Identificazione degli iniettori con tecnologia RFID

Sonplas utilizza il sistema RFID BL ident di Turck e i sensori uprox+ in un impianto di assemblaggio per iniettori.

Azienda specializzata nella costruzione di macchine speciali, Sonplas ha sviluppato e costruito due macchine per l'assemblaggio di iniettori di alta precisione. Per soddisfare le esigenze dei clienti in termini di ripetibilità e precisione, i singoli iniettori e i relativi componenti devono essere identificati accuratamente durante il processo. A questo scopo, Sonplas utilizza il sistema RFID BL ident di Turck e i sensori di prossimità uprox+, in grado di rilevare i portapezzo in alluminio sul nastro trasportatore.

  • Le testine di lettura/scrittura RFID e i sensori di prossimità uprox+ sono montati in ogni stazione

  • Il tag è installato direttamente nel portapezzo in alluminio

  • Sonplas era necessario soddisfare l'alto grado di precisione e ripetibilità richiesto dai suoi clienti

  • Il lettore legge il tag sul portapezzo per identificare i singoli componenti

  • I dati vengono trasmessi al database utilizzando il gateway BL67 di Turck con moduli RFID

Alla fine del 2012 Sonplas ha ottenuto la commessa per la progettazione e la realizzazione di due macchine per l'assemblaggio di iniettori. La macchina misura innanzitutto la forza della molla presso una stazione, quindi comprime la sede della molla in base ai risultati della misurazione. La molla viene infine posizionata sull'ago e un'altra macchina verifica l'altezza della molla utilizzando una forza opposta predefinita. L'altezza deve essere misurata con una tolleranza inferiore a 1 micrometro, poiché la forza e la sede della molla influenzano successivamente il comportamento dell'iniettore nel motore.

Il processo di assemblaggio richiede la tracciabilità
Per il perfetto coordinamento di misurazioni e processi di assemblaggio è necessario che i dati delle misurazioni rilevanti siano tracciabili e assegnati in modo univoco. "Ogni componente è tracciabile, non solo il gruppo iniettore, ma anche ogni suo singolo componente", afferma il responsabile del progetto, Manuel Lehner.

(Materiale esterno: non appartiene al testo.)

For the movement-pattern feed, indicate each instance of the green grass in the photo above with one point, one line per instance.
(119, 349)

Per assegnare i componenti a un iniettore, questi si spostano sul portapezzo dell'iniettore. Il portapezzo appositamente ottimizzato per questo impianto prevede un posto separato per ciascun componente richiesto per l'iniettore. I lettori RFID leggono i tag montati su ciascun portapezzo.

Per le macchine di assemblaggio, Sonplas ha specificato che il sistema RFID montato sulla macchina dovesse essere compatto. "Il problema non risiedeva tanto nelle portate elevate di lettura/scrittura, quanto nel fatto che il tag doveva essere montato direttamente sull'alluminio del portapezzo", spiega Lehner. Il tag più adatto è stato trovato nell'ampio portafoglio di prodotti RFID di Turck: il modello TW-Q25L12,5-M-B128 di Turck, non molto più grande dell'unghia di un pollice, soddisfava tutti i requisiti. Undici testine di lettura/scrittura TN-M18-H1147 racchiuse in custodie cilindriche filettate M18 sono state installate in ciascuna delle due macchine, per identificare i portapezzo.

Per il rilevamento dei portapezzo sul nastro trasportatore e per la verifica della loro corretta posizione per la lettura dei tag, Sonplas era alla ricerca di sensori induttivi che fungessero da trigger. Per questo era necessario un sensore compatto con una lunga distanza di attivazione sull'alluminio. Al termine della ricerca, solo il sensore uprox+ di Turck è stato in grado di soddisfare tutti i requisiti richiesti. Altri sensori di prossimità non potevano garantire una distanza di attivazione così elevata sull'alluminio con lo stesso grado di affidabilità. La distanza di attivazione di quattro millimetri del modello NI4U-EG08-AP6X è considerevole per un sensore racchiuso in una custodia M8 ed è la stessa per tutti i metalli.